In a week of generally strong data, manufacturers provided a boost with the release of the Institute for Supply Management’s (ISM) Manufacturing Index, which continued a string of recent gains by hitting its highest level in 2½ years. The index rose to 57.3 from 56.4 the previous month, with 50 representing the dividing line between expansion and contraction. New orders, the most important forward-looking component, were quite strong at 63.3, as were export orders and backlogs. Employment growth is picking up, and the strong new orders component should help keep production robust.

Within the manufacturing sector, automakers reported exceptional sales in November, with sales of domestically-made autos tracking at 12.8 million on a seasonally adjusted annualized rate, and total auto sales hitting 16.4 million on the same basis—the best level since early 2007. Discounts and incentives played an important role, but the strong data clearly point to a greater willingness and ability among Americans to replace their aging vehicles with new ones.

State of the Consumer

With an increasing number of Americans able to find work, consumption—the backbone of the economy—is rising at a modest pace (0.3% month-over-month in October; just over 2% year-over-year), even though personal income remains soft.

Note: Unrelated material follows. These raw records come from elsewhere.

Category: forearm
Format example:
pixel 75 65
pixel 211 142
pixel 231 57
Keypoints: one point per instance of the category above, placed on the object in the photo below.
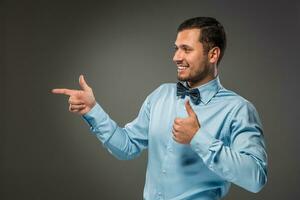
pixel 121 142
pixel 244 167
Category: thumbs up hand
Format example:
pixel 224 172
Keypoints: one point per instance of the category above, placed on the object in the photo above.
pixel 81 101
pixel 184 129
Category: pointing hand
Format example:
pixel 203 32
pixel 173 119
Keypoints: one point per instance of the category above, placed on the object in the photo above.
pixel 81 101
pixel 184 129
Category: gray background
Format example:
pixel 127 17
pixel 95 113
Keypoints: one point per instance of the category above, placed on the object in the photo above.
pixel 48 153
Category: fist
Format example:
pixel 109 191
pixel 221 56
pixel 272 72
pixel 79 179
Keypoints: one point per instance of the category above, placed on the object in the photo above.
pixel 184 129
pixel 80 101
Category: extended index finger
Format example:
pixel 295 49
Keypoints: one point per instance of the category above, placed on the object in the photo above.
pixel 64 91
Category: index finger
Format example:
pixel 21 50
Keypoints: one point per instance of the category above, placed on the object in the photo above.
pixel 64 91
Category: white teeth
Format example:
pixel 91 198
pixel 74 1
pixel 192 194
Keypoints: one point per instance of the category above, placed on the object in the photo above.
pixel 182 68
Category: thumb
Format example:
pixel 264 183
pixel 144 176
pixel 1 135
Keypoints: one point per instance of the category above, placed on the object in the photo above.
pixel 189 109
pixel 82 83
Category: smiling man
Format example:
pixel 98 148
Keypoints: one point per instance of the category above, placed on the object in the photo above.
pixel 200 136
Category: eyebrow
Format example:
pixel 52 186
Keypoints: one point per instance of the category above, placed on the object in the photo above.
pixel 183 46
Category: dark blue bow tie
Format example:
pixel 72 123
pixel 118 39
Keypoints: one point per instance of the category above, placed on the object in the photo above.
pixel 194 94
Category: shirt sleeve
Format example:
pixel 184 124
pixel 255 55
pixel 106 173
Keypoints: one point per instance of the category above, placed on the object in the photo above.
pixel 123 142
pixel 242 162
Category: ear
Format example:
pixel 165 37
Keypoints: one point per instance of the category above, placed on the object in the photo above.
pixel 213 55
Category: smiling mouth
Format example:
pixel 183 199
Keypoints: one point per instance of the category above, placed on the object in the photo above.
pixel 181 68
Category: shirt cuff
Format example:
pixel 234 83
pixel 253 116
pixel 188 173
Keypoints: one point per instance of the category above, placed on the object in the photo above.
pixel 201 143
pixel 94 116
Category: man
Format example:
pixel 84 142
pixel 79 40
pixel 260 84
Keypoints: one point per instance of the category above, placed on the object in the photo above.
pixel 200 136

Very low inflation (especially lower energy prices) is certainly helping consumers to maintain their buying power, as is rising consumer credit.

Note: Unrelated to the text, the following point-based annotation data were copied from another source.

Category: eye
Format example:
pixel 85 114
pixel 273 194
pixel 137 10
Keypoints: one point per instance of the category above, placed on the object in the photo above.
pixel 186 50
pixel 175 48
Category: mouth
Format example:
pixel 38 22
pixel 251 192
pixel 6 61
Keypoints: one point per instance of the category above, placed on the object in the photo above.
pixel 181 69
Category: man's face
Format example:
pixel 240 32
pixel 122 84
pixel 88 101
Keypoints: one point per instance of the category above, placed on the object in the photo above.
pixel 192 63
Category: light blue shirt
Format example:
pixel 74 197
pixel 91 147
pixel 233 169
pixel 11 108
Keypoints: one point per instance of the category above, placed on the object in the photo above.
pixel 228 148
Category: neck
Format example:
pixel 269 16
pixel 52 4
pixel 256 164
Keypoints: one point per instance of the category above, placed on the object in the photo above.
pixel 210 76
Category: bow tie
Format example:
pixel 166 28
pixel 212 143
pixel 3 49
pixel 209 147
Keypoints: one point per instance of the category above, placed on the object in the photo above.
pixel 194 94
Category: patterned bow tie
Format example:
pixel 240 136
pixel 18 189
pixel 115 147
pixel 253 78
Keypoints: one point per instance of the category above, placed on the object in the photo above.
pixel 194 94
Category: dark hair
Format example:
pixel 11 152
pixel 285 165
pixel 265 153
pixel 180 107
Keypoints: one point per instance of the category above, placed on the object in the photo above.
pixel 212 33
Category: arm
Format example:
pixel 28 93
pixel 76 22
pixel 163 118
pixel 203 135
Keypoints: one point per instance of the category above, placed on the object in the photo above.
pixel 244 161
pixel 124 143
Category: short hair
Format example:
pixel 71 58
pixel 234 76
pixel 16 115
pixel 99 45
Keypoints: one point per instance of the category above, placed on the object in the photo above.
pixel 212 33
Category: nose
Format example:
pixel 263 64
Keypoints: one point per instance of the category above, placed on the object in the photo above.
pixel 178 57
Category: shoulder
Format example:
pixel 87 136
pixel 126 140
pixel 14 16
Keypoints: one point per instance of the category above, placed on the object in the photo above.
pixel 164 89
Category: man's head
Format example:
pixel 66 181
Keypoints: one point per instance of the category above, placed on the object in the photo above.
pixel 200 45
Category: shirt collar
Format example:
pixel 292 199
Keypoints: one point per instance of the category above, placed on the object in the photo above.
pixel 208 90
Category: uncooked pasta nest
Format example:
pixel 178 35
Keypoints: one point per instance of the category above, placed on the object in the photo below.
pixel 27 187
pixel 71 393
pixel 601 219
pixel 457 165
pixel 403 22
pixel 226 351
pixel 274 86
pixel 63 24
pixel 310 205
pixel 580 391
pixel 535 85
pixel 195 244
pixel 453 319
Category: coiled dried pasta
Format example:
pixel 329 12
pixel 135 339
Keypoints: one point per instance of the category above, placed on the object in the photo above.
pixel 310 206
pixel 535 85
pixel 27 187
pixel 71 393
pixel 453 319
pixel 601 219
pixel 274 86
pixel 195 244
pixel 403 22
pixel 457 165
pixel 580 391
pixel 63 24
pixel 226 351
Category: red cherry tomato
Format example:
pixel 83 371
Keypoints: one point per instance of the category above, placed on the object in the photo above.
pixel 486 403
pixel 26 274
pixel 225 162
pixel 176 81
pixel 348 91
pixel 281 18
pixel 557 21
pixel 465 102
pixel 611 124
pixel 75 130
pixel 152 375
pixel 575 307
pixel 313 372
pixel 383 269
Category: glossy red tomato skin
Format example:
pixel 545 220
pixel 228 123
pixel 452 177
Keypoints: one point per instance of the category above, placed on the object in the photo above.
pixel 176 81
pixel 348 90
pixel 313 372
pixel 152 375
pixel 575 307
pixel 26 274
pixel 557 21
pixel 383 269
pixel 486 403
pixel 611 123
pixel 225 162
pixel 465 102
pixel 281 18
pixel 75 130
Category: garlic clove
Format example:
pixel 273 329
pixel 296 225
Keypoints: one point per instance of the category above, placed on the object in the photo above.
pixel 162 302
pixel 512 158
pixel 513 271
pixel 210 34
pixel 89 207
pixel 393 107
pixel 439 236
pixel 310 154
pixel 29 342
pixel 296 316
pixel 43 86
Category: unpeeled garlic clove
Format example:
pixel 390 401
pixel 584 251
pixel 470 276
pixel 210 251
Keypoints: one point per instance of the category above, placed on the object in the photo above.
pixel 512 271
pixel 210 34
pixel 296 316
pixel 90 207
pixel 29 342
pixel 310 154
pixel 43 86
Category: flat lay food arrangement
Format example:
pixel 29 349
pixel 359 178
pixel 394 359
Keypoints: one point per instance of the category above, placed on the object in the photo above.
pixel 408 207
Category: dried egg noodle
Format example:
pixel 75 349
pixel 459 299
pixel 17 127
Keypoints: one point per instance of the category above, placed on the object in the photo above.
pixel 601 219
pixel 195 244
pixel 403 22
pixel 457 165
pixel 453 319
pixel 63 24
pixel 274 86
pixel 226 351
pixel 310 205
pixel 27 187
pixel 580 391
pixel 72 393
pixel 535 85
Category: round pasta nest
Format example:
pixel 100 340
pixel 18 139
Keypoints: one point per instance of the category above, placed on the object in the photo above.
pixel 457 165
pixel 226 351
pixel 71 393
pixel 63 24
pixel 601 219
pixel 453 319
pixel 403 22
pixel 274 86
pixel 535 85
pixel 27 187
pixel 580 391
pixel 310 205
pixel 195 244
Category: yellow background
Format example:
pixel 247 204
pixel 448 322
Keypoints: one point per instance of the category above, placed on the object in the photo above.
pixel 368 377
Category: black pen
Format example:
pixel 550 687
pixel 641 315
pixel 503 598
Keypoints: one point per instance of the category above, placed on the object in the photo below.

Consumers’ gradually growing ability to spend and borrow is helping support the housing market, which in turn continues to contribute to U.S. growth. Despite muted payroll and income growth, for example, new home sales shot up 25.4% in October, ending a lull that began last summer as interest rates spiked. And while consumers’ outlook darkened substantially during the government shutdown this fall, consumer sentiment is improving once again. According to the latest data, released last week, the University of Michigan's Consumer Sentiment Index hit 82.5 in early December compared to 75.1 in mid-November and 72.0 at the beginning of that month. Views on current conditions were the strongest they’ve been since July.

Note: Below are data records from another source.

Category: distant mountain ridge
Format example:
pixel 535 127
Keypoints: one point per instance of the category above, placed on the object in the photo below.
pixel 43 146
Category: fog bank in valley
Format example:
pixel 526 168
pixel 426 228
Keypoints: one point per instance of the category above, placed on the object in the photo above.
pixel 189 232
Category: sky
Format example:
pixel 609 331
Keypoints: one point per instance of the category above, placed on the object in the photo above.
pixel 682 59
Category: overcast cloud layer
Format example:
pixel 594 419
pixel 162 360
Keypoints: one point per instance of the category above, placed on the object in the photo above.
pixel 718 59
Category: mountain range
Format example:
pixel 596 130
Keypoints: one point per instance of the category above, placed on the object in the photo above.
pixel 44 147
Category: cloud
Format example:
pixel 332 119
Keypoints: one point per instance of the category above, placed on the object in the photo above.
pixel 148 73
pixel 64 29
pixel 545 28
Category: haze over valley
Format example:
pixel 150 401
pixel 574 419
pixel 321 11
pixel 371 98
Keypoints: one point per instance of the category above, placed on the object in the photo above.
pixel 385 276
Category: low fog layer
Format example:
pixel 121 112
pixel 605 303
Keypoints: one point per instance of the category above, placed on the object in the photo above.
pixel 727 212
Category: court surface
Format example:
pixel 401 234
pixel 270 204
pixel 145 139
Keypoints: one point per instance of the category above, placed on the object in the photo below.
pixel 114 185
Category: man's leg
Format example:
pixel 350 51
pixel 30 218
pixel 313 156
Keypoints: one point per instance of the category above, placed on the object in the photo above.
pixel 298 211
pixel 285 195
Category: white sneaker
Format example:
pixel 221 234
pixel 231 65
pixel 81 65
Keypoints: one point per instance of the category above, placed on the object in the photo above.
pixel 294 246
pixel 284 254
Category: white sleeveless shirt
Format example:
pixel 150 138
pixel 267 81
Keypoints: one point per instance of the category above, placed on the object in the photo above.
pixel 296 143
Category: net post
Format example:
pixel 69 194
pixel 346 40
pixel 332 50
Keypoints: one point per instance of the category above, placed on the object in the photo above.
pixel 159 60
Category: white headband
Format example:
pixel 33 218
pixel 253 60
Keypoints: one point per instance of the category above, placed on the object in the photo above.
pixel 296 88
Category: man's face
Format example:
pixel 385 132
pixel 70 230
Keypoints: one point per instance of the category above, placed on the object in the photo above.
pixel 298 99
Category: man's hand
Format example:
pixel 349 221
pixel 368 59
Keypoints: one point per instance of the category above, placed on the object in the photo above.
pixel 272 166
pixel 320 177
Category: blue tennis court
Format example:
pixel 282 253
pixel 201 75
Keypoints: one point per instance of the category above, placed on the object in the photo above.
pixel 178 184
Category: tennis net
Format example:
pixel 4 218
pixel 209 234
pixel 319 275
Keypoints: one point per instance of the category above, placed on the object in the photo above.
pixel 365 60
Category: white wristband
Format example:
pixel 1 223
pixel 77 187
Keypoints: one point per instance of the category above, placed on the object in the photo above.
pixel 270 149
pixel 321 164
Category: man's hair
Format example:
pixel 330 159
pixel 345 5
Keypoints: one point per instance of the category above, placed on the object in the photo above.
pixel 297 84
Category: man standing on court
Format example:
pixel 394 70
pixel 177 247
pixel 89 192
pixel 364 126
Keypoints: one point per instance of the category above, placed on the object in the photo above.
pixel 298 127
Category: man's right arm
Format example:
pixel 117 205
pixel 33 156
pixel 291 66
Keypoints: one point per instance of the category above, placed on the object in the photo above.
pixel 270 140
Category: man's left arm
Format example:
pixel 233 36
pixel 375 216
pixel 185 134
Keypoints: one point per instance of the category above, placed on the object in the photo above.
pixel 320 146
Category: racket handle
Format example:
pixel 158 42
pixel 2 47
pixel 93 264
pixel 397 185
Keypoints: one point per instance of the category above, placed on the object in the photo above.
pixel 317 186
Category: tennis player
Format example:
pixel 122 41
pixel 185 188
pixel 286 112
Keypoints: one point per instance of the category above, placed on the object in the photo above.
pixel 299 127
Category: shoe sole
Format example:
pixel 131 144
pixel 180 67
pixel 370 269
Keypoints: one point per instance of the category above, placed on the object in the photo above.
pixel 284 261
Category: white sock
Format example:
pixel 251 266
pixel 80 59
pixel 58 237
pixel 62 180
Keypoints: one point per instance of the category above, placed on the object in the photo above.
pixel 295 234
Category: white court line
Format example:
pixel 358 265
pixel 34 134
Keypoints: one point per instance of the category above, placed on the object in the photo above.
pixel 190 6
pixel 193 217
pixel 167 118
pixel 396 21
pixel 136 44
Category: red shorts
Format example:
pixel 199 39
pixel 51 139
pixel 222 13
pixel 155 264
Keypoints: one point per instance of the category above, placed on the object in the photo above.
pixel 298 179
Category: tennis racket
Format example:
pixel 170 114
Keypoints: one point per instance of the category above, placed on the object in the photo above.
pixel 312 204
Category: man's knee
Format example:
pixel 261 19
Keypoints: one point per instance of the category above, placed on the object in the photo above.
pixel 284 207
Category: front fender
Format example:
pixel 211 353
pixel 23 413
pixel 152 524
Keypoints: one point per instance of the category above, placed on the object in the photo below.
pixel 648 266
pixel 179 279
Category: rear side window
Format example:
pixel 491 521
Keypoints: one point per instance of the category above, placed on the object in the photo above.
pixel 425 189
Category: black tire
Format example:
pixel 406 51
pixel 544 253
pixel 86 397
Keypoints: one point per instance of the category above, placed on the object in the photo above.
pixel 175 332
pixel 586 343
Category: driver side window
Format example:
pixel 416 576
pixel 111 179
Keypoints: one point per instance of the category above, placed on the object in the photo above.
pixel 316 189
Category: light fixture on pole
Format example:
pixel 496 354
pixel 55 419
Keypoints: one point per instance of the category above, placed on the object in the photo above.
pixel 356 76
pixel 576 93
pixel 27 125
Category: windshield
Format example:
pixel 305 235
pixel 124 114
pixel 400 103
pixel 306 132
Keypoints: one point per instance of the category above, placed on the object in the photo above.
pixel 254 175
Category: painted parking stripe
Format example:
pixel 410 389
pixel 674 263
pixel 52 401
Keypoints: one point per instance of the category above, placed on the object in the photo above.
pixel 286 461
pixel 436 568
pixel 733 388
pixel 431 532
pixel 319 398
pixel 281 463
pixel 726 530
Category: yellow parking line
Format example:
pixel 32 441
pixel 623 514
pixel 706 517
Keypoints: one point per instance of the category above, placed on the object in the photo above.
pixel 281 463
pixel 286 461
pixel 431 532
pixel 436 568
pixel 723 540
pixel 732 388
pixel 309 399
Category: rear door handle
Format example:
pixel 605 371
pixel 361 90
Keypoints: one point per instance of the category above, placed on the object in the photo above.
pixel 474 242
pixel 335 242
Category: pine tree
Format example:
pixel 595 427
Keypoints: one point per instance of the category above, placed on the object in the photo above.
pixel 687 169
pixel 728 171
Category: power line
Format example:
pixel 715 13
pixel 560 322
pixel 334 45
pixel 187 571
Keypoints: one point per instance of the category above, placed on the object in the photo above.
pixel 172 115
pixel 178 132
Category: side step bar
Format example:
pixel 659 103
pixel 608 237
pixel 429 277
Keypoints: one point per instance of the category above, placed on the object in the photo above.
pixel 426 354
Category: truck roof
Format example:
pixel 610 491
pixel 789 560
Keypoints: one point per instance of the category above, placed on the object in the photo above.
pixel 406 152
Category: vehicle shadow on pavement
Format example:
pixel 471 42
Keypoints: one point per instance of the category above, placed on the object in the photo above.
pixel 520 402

The strong pace of growth in the third quarter—3.6% as of the latest estimate—may moderate, since much of that strength came from inventory builds. Overall, however, I believe the economic data we’re seeing point to a continuation of modest growth and low inflation as we move into the New Year. If 2013 is any guide, that may be enough to please financial markets, while allowing the Fed to ease off QE gradually.

ECB to Remain Accommodative

The Fed’s counterpart in Brussels remains in a similarly accommodative stance. European Central Bank (ECB) President Mario Draghi stressed last week that the bank remains ready to act, if necessary, to support the still-struggling Eurozone economy. There has been some question as to the extent of the bank’s dovishness amid paltry growth and signs of disinflation within the currency bloc, and Draghi stopped short of announcing any new monetary stimulus at the ECB’s final policy meeting of 2013. Still, he left open the door to the possibility of future long-term loans to banks beyond the €1 trillion in such loans the bank has already made. He indicated that other supportive measures could also be on the table, if needed. A fragile recovery is emerging in the Eurozone, as evidenced by a spate of economic “green shoots”—rising household consumption and renewed export growth in some of the peripheral countries, for example. But Europe’s recovery still has a way to go, making the ECB’s continued support critical, unspecified though it may still be.


1Bloomberg, 12/6/13. The S&P 500 Index is a broad-based measure of domestic stock market performance. The index is unmanaged and cannot be purchased directly by investors. Index performance is shown for illustrative purposes only and does not predict or depict the performance of any investment. Past performance does not guarantee future results.